Read Also: 15 Energy Infrastructure Stocks That Are Skyrocketing and 12 Best Middle East and Africa Stocks To Buy Right Now.

In an interview with CNBC on December 6, Nicholas Campanella, Senior Equity Research Analyst at Barclays, discussed the growing demand for power to support the increasing needs of data centers and the tech industry. Campanella forecasts that the US would face a shortage of resources to meet this demand, making nuclear power an attractive option. Campanella cited the fact that gas turbines are largely sold out between now and 2029, and limited ability to bring on new renewables between now and 2026-2027. Campanella emphasized that the growing demand for power from data centers and hyperscalers would drive up demand for nuclear energy.

Given the recent surge in their price, Campanella highlighted that investors should still buy stocks in utility and independent power-producing companies involved in nuclear power, citing the growing mismatch between supply and demand for power in the late decade. According to Campanella, utility companies that have nuclear assets are well-positioned to capitalize on this trend, particularly those with early site permits or Combined Operating Licenses. Campanella pointed out that the last nuclear renaissance had left several sites with existing permits, which could be leveraged to expedite the development of new nuclear facilities. He forecasts that additional large-scale and Small Modular Reactor (SMR) commitments will be made in 2025.

The growing energy demands driven by the rapid expansion of artificial intelligence and data centers present opportunities for investors, particularly in utility companies. With that in context, let’s take a look at the 12 best utility stocks to buy according to hedge funds.

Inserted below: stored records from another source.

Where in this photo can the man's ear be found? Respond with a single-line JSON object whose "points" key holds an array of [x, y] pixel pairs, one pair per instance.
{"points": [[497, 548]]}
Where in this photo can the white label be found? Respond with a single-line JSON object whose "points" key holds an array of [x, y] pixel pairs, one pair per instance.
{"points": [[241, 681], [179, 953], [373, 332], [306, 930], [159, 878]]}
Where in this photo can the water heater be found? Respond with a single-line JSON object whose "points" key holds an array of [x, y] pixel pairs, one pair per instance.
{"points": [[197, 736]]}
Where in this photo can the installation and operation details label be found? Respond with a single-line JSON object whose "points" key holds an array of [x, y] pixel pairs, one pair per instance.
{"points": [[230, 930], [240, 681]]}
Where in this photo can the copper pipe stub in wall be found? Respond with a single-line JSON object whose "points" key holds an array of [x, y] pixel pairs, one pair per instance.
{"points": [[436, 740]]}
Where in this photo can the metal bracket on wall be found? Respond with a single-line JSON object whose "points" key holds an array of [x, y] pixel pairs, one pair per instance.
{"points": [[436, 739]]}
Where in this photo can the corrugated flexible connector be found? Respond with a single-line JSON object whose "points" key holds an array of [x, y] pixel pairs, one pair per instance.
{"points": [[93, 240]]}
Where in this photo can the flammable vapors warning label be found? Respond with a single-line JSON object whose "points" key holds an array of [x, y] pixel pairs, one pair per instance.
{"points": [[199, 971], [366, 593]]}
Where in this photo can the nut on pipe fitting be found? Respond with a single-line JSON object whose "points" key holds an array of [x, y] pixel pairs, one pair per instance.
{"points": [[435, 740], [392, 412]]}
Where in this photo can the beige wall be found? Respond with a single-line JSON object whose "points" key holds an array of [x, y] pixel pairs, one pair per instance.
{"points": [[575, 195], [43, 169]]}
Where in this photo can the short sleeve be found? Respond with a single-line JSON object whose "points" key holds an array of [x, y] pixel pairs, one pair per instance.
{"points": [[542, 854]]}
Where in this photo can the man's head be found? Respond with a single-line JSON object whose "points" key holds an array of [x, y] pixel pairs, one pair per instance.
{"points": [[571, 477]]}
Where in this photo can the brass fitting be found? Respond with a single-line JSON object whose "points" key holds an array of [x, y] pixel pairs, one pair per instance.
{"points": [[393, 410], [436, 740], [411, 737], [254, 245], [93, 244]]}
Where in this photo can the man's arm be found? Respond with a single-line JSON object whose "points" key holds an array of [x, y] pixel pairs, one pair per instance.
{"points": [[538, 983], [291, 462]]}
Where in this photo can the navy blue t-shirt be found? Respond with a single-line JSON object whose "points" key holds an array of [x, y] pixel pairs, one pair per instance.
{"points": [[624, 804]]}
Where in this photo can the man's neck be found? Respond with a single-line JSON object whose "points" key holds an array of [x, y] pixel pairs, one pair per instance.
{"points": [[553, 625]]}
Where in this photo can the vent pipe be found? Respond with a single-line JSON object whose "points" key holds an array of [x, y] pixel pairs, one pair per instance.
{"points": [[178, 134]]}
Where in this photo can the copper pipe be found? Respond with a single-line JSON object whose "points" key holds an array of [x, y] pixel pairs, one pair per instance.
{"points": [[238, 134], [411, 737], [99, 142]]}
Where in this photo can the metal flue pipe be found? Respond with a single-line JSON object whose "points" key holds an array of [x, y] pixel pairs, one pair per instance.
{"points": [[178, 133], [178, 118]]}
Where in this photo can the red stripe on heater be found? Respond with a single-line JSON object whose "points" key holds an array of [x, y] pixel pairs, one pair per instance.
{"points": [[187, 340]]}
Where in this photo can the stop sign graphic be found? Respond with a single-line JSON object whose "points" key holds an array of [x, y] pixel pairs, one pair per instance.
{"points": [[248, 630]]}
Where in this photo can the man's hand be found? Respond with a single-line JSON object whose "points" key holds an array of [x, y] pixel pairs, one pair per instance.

A row of utility poles and power lines, showing the reach of the electric utility operations.

Our Methodology

For this article, we used the Finviz and Yahoo stock screeners to find the 40 largest utility companies. We then used Insider Monkey’s Hedge Fund database to rank 10 stocks according to the largest number of hedge fund holders, as of Q3 2024. The list is sorted in ascending order of hedge fund sentiment.

Why do we care about what hedge funds do? The reason is simple: our research has shown that we can outperform the market by imitating the top stock picks of the best hedge funds. Our quarterly newsletter’s strategy selects 14 small-cap and large-cap stocks every quarter and has returned 275% since May 2014, beating its benchmark by 150 percentage points (see more details here).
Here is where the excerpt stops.